Exhibition
Michael Welsh. How Would You Decorate Your Mansion?
2 May 2015 – 14 May 2015
Address
- 515 W. 20th St.
- Ste. 3N
- New York
New York - 10011
- United States
American Medium is proud to present “How Would You Decorate Your Mansion?” from Michael Welsh, the first exhibition in our Spring Series - a number of short-run exhibitions this spring.
About
“How Would You Decorate Your Mansion?” focuses on Welsh’s interest in the congruences between psychedelia, the promises of VR technology, and techno-utopianism: all alternative sensory operating systems offering total control of one's personal environment. Contemporary technologization relegates much of the physical world to the edge, as techno-occultists aim for the total mechanization of mind. Welsh’s work, hand woven tapestries incorporating tie-dyed materials and anarcho-communal signaling strategies (such as printed patches) exist in a stickier conception of the future, where the mechanics of biology and drugs exist as equals to technology; parallel operating systems in a field of ubiquitous accessibility. “How Would You Decorate Your Mansion?” is not so concerned with the products of contemporary decorating hierarchies as with the decoration of the mindscapes of the future; when hierarchies between now and then, and this and that, are absorbed into the internet of things and thought.

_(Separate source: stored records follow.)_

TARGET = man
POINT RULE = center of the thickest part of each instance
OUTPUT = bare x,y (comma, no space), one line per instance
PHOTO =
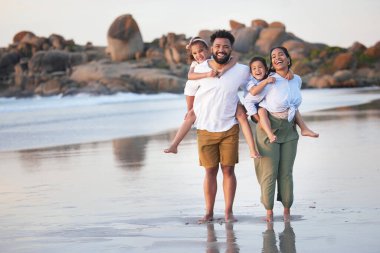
217,128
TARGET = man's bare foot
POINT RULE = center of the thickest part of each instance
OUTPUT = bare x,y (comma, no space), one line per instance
310,133
272,138
269,217
206,219
229,217
171,149
286,215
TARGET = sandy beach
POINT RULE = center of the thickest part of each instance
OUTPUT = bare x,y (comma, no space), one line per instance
126,195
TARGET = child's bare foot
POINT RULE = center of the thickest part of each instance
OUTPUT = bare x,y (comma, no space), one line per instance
171,149
269,217
207,218
272,138
310,133
229,217
286,215
255,154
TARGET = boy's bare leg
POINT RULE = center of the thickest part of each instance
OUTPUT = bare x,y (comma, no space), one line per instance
181,133
241,116
210,187
229,189
305,130
265,124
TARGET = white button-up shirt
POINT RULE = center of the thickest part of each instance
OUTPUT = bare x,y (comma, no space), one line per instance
216,99
283,95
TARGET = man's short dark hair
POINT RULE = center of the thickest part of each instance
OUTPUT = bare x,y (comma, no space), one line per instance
222,34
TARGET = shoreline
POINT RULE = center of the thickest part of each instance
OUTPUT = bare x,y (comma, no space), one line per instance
373,104
126,195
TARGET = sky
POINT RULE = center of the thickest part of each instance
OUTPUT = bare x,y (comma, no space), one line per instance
332,22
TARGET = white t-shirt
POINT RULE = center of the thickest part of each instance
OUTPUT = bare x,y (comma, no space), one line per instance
283,95
217,98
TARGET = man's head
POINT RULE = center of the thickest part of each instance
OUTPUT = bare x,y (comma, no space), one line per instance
222,42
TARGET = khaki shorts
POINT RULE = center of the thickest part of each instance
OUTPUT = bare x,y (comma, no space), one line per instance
218,147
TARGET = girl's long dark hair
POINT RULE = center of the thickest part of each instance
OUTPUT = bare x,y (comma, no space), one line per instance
271,68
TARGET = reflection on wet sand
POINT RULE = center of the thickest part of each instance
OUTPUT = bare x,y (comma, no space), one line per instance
287,240
130,152
212,242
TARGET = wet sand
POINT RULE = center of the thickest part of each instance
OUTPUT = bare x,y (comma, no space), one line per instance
126,195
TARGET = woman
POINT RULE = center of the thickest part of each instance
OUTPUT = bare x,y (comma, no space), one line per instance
282,99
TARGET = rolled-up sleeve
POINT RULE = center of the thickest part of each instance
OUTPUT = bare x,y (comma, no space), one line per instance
191,88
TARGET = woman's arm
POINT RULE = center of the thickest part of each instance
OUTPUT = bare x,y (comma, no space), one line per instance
190,102
255,90
229,65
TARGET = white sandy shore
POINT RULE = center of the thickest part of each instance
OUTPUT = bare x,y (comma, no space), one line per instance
128,196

Michael Welsh (b.1983) is an artist living and working in Brooklyn, NY. He is a founding member of GWCInvestigators, a paranormal investigation group. Welsh's interdisciplinary works have been shown nationally at such venues as High Desert Test Sites; Printed Matter, Inc., New York, NY; Judson Church, New York, NY; Appendix Project Space, Portland, OR; Katherine E. Nash Gallery University of Minnesota, Minneapolis, MN; Extra Extra, Philadelphia, PA; Helper Gallery, Brooklyn, NY; C.R.E.A.M. Projects, Brooklyn, NY; BRIC Arts, Brooklyn, NY; AdHoc Gallery, Brooklyn, NY; among others. Welsh's artist's books can be found on the Social Malpractice Publishing and Publication Studio labels.